An example of an implicit address dependency is a function that assumes that two global variables that were defined adjacently in the source code will actually be adjacent in virtual memory. Since the linker may rearrange data in shared libraries, this is no longer guaranteed. Another example is a function that assumes variables it declares statically (for example, C static variables) reside below the reserved symbol _end in memory (see end(3)). In general, it is a bad idea to depend on the relative addresses of global variables, because the linker may move them around.

In assembly language, using the address of a label to calculate the size of the immediately preceding data structure is not affected: the assemblers still calculate the size correctly.

Stack Usage

To load shared libraries, a program must have a copy of the dynamic loader (dld.sl) mapped into its address space. This copy of the dynamic loader shares the stack with the program. The dynamic loader uses the stack during startup and whenever a program calls a shared library routine for the first time. If you specify -B immediate, the dynamic loader uses the stack at startup only.

	NOTE: For 32-bit mode only: Although it is not recommended programming practice, some programs may use stack space "above" the program's current stack. To preserve the contents "above" the program's logical top of the stack, the dynamic loader attempts to use stack space far away from program's stack pointer. If a program is doing its own stack manipulations, such as those implemented by a "threads" package, the dynamic loader may inadvertently use stack space that the program had reserved for another thread. Programs doing such stack manipulations should link with archive libraries, or at least use immediate binding, if this could potentially cause problems.

Also be aware that if a program sets its stack pointer to memory allocated in the heap, the dynamic loader may use the space directly "above" the top of this stack when deferred binding of symbols is used.

Version Control

You can maintain multiple versions of a shared library using library-level versioning. This allows you to make incompatible changes to shared libraries and ensure programs linked with the older versions continue to run. (See “Library-Level Versioning ” for more information.)

Debugger Limitations

Shared libraries can be debugged just like archive libraries with few exceptions. For details on debugging shared libraries, refer to the HP/DDE Debugger User's Guide or the HP-UX Symbolic Debugger User's Guide.

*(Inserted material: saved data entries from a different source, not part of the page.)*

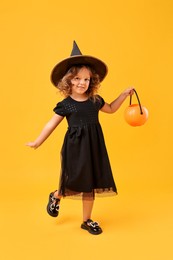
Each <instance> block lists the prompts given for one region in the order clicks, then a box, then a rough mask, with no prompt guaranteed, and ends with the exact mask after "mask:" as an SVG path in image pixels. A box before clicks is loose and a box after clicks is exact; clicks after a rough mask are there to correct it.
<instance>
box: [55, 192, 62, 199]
mask: <svg viewBox="0 0 173 260" xmlns="http://www.w3.org/2000/svg"><path fill="white" fill-rule="evenodd" d="M54 197H55V198H56V199H61V198H62V196H60V195H59V193H58V191H55V193H54Z"/></svg>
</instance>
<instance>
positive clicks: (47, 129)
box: [26, 114, 64, 149]
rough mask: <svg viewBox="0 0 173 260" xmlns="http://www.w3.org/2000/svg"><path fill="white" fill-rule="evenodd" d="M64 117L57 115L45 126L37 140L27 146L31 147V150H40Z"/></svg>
mask: <svg viewBox="0 0 173 260" xmlns="http://www.w3.org/2000/svg"><path fill="white" fill-rule="evenodd" d="M63 118H64V117H62V116H60V115H57V114H55V115H54V116H53V117H52V118H51V119H50V121H49V122H48V123H47V124H46V125H45V127H44V128H43V130H42V131H41V133H40V135H39V136H38V137H37V139H36V140H35V141H33V142H29V143H27V144H26V145H27V146H30V147H31V148H34V149H36V148H38V147H39V146H40V145H41V144H42V143H43V142H44V141H45V140H46V139H47V138H48V137H49V135H50V134H51V133H52V132H53V131H54V130H55V128H56V127H57V126H58V125H59V124H60V122H61V121H62V120H63Z"/></svg>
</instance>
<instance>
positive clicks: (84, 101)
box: [54, 96, 117, 199]
mask: <svg viewBox="0 0 173 260" xmlns="http://www.w3.org/2000/svg"><path fill="white" fill-rule="evenodd" d="M103 105H104V100H103V99H102V98H101V97H100V96H98V98H97V99H96V101H95V102H94V101H93V100H91V99H88V100H86V101H82V102H81V101H76V100H74V99H72V98H71V97H70V96H69V97H67V98H66V99H64V100H63V101H61V102H59V103H58V104H57V106H56V107H55V108H54V112H55V113H57V114H58V115H61V116H65V117H66V119H67V122H68V130H67V132H66V135H65V138H64V143H63V147H62V151H61V154H62V165H61V167H62V169H61V177H60V186H59V193H60V194H61V195H63V196H72V195H82V196H85V197H86V198H88V199H89V198H93V197H94V194H95V193H97V194H101V195H107V194H116V193H117V189H116V186H115V183H114V180H113V177H112V171H111V166H110V163H109V158H108V154H107V150H106V146H105V142H104V137H103V133H102V129H101V126H100V123H99V119H98V113H99V110H100V109H101V108H102V106H103Z"/></svg>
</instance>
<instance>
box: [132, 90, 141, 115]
mask: <svg viewBox="0 0 173 260" xmlns="http://www.w3.org/2000/svg"><path fill="white" fill-rule="evenodd" d="M133 91H134V92H135V94H136V97H137V100H138V104H139V107H140V113H141V115H142V114H143V111H142V106H141V102H140V100H139V96H138V94H137V92H136V90H135V89H133ZM131 104H132V95H130V105H131Z"/></svg>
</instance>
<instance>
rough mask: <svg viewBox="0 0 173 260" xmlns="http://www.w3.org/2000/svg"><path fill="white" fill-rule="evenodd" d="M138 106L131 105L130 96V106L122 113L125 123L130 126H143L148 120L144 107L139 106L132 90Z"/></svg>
mask: <svg viewBox="0 0 173 260" xmlns="http://www.w3.org/2000/svg"><path fill="white" fill-rule="evenodd" d="M134 92H135V94H136V97H137V100H138V104H132V95H131V96H130V105H129V106H128V107H127V108H126V109H125V111H124V118H125V120H126V122H127V123H128V124H129V125H131V126H141V125H144V124H145V122H146V121H147V119H148V110H147V109H146V107H144V106H141V103H140V100H139V97H138V94H137V92H136V90H135V89H134Z"/></svg>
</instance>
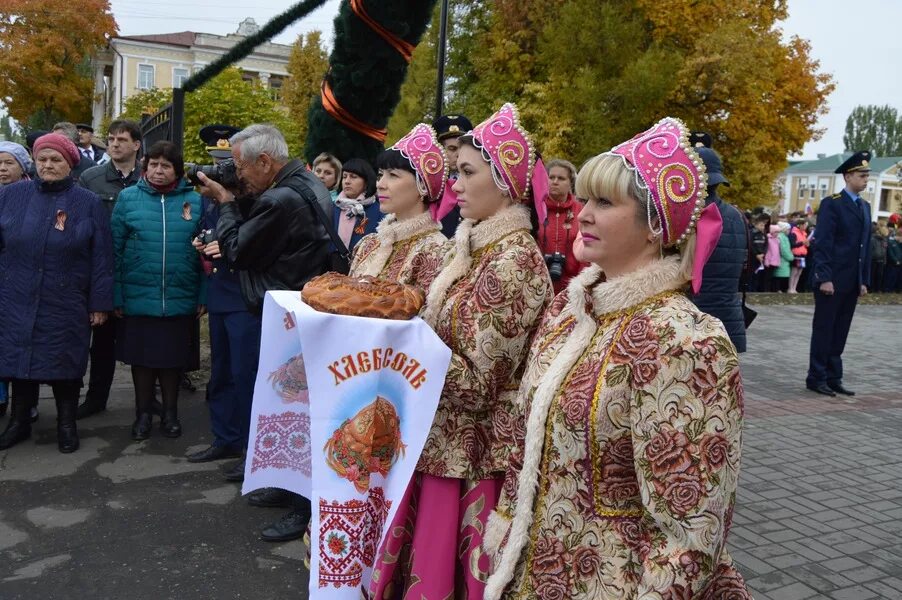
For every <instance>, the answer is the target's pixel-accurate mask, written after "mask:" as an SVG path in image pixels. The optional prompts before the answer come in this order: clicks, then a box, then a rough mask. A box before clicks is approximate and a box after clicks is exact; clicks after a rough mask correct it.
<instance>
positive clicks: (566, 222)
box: [539, 194, 587, 294]
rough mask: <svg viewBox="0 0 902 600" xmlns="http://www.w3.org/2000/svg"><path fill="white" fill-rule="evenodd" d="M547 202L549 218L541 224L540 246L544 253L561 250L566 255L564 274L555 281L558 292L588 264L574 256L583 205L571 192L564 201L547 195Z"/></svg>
mask: <svg viewBox="0 0 902 600" xmlns="http://www.w3.org/2000/svg"><path fill="white" fill-rule="evenodd" d="M545 202H546V204H547V205H548V220H546V221H545V223H540V224H539V248H541V249H542V254H546V255H548V254H554V253H555V252H560V253H561V254H563V255H564V256H565V257H566V262H565V263H564V274H563V276H562V277H561V278H560V279H557V280H555V281H554V293H555V294H557V293H558V292H560V291H561V290H562V289H564V288H565V287H567V283H568V282H569V281H570V279H572V278H573V277H574V276H575V275H577V274H578V273H579V272H580V271H581V270H582V268H583V267H585V266H586V264H587V263H582V262H579V261H578V260H576V258H575V257H574V256H573V242H574V240H576V234H577V232H578V231H579V223H578V222H577V220H576V218H577V217H578V216H579V211H580V210H581V209H582V207H583V206H582V204H580V203H579V202H578V201H577V200H576V198H575V197H574V196H573V194H569V195H568V196H567V199H566V200H565V201H564V202H555V201H554V200H552V199H551V196H546V197H545Z"/></svg>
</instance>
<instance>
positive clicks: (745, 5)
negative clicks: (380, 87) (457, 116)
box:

Using the chroot Command with Shared Libraries

Some users may use the chroot super-user command when developing and using shared libraries. This affects the path name that the linker stores in the executable file. For example, if you chroot to the directory /users/hyperturbo and develop an application there that uses the shared library libhype.sl in the same directory, ld records the path name of the library as /libhype.sl. If you then exit from the chrooted directory and attempt to run the application, the dynamic loader won't find the shared library because it is actually stored in /users/hyperturbo/libhype.sl, not in /libhype.sl.

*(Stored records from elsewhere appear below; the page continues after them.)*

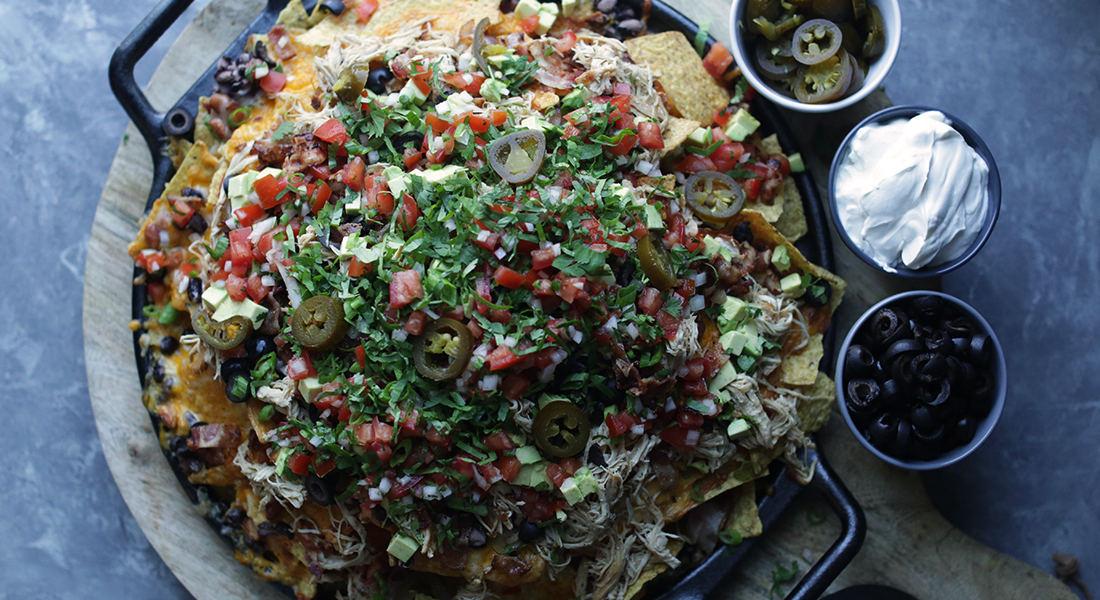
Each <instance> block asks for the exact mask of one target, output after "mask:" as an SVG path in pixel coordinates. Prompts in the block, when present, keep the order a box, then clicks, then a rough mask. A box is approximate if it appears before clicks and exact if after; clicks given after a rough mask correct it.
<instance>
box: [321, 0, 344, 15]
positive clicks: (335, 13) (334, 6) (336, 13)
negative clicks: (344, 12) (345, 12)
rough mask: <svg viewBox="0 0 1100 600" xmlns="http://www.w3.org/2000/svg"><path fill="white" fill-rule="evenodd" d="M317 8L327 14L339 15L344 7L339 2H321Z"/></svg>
mask: <svg viewBox="0 0 1100 600" xmlns="http://www.w3.org/2000/svg"><path fill="white" fill-rule="evenodd" d="M318 8H319V9H320V10H323V11H326V12H328V13H329V14H337V15H340V14H343V11H344V9H345V8H346V7H344V3H343V2H341V1H340V0H321V3H320V6H319V7H318Z"/></svg>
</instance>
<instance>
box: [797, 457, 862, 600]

Conversely, if you move a program that uses shared libraries into a chrooted environment, you must have a copy of the dynamic loader, dld.sl, and all required shared libraries in the correct locations.

Profiling Limitations

Profiling with the prof(1) and gprof(1) commands and the monitor library function is only possible on a contiguous chunk of the main program (a.out). Since shared libraries are not contiguous with the main program in virtual memory, they cannot be profiled. You can still profile the main program, though. If profiling of libraries is required, relink the application with the archive version of the library, using the -a archive option.